Die Bürgerschaft machte sich die Aussage von Jens Stoltenberg anlässlich der Attentate von Utøya zu eigen.
„Wir werden uns weder durch die Attentäter noch durch diejenigen, welche zynisch Vorteile aus dem gewaltsamen Tod ziehen wollen, spalten lassen. Der Islam gehört zu Bremen.“
„Nur eine offene Gesellschaft ist eine menschliche Gesellschaft, ihre Risiken nehmen wir in Kauf. Ihre Grundsätze und Werte werden wir gegen jeden, der sie mit Worten oder Taten angreift, umso entschlossener verteidigen.“ – So unser damaliger einstimmiger Beschluss!
Kollege Dr. vom Bruch, Sie haben ja völlig zu Recht darauf hingewiesen, dass man seine Gefühle auch politisch operationalisieren und daraus Schlüsse ziehen muss. Ich teile vieles von dem, was Sie gesagt haben. Die Frage rückt immer weiter in den Fokus, wie wir unsere Grundsätze und Werte verteidigen wollen, was wir zu tun haben.
Ich teile vieles von dem, was Sie gesagt haben, aber jeder, der die Antragslage verfolgt, hat gesehen, dass es eben nicht zu einem gemeinsamen Antrag gekommen ist. Ich möchte kurz begründen, warum das so ist. Die CDU formuliert in ihrem Antrag:
„Militärische Aktionen gegen die mutmaßlichen Drahtzieher des sogenannten Islamischen Staates..., wie sie auch jüngst und gegenwärtig unter anderem von Frankreich selber ausgehen, sind keine Vergeltung, sondern legitime Selbstverteidigung und Teil notwendiger Prävention vor weiteren Anschlägen.“
Ich bin in der Zeit des Kalten Krieges aufgewachsen. Damals war klar, dass jede Form von militärischer Intervention oder Antwort das erhebliche Risiko einer weitergehenden atomaren Eskalation in sich birgt.

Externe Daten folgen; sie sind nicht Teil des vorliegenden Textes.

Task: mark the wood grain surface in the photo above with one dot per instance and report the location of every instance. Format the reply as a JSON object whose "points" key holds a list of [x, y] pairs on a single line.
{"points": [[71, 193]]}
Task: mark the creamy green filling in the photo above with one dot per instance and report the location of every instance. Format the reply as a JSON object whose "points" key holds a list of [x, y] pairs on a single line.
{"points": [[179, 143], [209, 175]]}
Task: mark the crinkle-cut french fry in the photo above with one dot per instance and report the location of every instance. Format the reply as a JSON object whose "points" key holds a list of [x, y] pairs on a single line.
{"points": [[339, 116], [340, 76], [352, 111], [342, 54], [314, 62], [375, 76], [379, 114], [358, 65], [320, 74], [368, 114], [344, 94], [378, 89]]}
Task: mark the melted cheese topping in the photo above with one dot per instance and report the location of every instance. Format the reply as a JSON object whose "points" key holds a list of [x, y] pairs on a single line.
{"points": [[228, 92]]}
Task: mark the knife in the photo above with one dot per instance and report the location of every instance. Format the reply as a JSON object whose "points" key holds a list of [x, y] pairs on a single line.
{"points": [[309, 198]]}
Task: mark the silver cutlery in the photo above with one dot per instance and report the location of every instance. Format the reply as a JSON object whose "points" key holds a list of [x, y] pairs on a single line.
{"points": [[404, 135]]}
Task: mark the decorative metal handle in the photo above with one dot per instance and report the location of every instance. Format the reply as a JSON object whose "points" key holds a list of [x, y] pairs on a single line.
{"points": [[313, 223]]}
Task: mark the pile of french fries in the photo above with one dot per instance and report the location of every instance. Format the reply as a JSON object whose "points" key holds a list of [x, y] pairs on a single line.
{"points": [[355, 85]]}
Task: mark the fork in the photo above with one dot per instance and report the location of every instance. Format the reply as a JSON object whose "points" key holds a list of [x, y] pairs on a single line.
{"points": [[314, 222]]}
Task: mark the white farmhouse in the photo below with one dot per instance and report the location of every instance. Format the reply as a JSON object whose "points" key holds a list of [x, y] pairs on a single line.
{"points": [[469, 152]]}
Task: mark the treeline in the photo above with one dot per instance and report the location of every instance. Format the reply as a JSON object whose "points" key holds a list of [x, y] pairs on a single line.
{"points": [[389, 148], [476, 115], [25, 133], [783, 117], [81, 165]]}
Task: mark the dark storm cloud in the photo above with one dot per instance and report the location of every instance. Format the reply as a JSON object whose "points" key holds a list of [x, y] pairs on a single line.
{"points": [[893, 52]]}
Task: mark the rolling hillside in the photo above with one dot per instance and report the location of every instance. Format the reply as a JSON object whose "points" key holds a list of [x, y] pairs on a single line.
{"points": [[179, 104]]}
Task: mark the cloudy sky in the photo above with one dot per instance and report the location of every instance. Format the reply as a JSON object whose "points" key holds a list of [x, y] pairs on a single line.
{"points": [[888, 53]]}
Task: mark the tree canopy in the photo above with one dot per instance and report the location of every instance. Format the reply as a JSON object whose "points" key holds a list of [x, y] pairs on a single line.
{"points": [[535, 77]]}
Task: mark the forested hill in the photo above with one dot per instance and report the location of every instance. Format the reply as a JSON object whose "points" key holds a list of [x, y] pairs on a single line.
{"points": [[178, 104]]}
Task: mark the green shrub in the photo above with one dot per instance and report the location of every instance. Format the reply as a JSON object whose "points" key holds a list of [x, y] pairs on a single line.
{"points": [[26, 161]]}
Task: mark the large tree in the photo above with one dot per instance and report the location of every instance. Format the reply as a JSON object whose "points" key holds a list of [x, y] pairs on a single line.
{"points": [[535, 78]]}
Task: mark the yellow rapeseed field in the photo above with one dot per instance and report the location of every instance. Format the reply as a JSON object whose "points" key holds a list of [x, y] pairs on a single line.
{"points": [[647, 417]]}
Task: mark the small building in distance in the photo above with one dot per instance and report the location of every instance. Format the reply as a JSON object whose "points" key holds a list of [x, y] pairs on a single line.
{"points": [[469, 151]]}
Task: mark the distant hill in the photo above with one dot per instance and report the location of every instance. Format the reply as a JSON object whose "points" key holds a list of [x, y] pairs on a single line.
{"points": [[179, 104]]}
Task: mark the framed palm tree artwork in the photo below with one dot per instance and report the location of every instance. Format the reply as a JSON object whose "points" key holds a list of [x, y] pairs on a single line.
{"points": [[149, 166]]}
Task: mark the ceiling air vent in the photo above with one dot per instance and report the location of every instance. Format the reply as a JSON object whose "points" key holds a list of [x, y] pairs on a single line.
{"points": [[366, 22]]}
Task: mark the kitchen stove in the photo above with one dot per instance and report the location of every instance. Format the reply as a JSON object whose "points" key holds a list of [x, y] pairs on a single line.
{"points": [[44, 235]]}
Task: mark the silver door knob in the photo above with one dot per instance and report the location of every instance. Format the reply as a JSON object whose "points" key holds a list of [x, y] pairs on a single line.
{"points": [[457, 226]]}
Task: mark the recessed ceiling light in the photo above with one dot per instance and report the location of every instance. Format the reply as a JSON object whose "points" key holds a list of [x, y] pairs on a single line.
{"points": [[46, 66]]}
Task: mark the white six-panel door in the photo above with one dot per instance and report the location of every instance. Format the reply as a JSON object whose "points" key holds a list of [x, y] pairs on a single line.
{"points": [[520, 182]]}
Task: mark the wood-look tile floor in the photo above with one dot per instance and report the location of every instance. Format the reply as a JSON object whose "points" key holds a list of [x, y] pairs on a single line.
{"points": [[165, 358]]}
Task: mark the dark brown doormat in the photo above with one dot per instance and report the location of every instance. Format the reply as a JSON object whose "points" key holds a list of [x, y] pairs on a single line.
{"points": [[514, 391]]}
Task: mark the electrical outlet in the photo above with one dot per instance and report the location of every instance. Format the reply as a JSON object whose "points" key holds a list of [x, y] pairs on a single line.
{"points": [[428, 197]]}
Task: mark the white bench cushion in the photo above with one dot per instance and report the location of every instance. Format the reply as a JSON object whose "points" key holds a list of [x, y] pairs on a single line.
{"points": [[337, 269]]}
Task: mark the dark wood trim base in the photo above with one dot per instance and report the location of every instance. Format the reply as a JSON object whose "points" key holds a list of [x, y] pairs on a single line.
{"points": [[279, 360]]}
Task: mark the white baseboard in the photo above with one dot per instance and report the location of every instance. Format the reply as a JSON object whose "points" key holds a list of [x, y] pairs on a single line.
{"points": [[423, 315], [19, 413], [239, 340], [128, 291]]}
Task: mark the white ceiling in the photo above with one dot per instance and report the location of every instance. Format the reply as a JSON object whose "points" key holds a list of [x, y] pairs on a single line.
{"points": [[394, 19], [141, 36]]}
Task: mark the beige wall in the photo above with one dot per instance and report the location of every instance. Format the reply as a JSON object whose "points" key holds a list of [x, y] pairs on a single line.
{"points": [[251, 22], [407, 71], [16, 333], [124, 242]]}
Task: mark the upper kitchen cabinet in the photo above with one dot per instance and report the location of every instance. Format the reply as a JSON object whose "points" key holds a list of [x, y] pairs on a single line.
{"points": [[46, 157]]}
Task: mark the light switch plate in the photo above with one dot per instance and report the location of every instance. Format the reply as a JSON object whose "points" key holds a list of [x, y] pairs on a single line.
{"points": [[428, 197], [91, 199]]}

Das Gleichgewicht des Schreckens in dieser bipolaren Welt hat die Erwartungen an die militärische Lösbarkeit von Konflikten begrenzt.
Mit der Auflösung dieser Blöcke verschwand diese Sicherheit. Der zunehmend multipolaren Welt erschienen militärische Konflikte wieder Lösungen zu bieten, gewinnbar zu sein. Zum Teil, das gestehe ich auch zu, waren sie aus Eigenschutzgründen oder vor allem zum Schutz vor Schwachen geboten. Diese Form der militärischen Intervention stand für mich im Übrigen immer außerhalb jeder Diskussion. Wenn Sie aber als CDU-Fraktion sagen, militärische Aktionen sind ein notwendiger Teil zur Prävention vor weiteren terroristischen Anschlägen, dann verlässt mich als Sozialdemokrat – und ich weiß, viele in meiner Partei, und ich glaube, viele in diesem Parlament – die Sicherheit, Ihnen an der Stelle zu folgen.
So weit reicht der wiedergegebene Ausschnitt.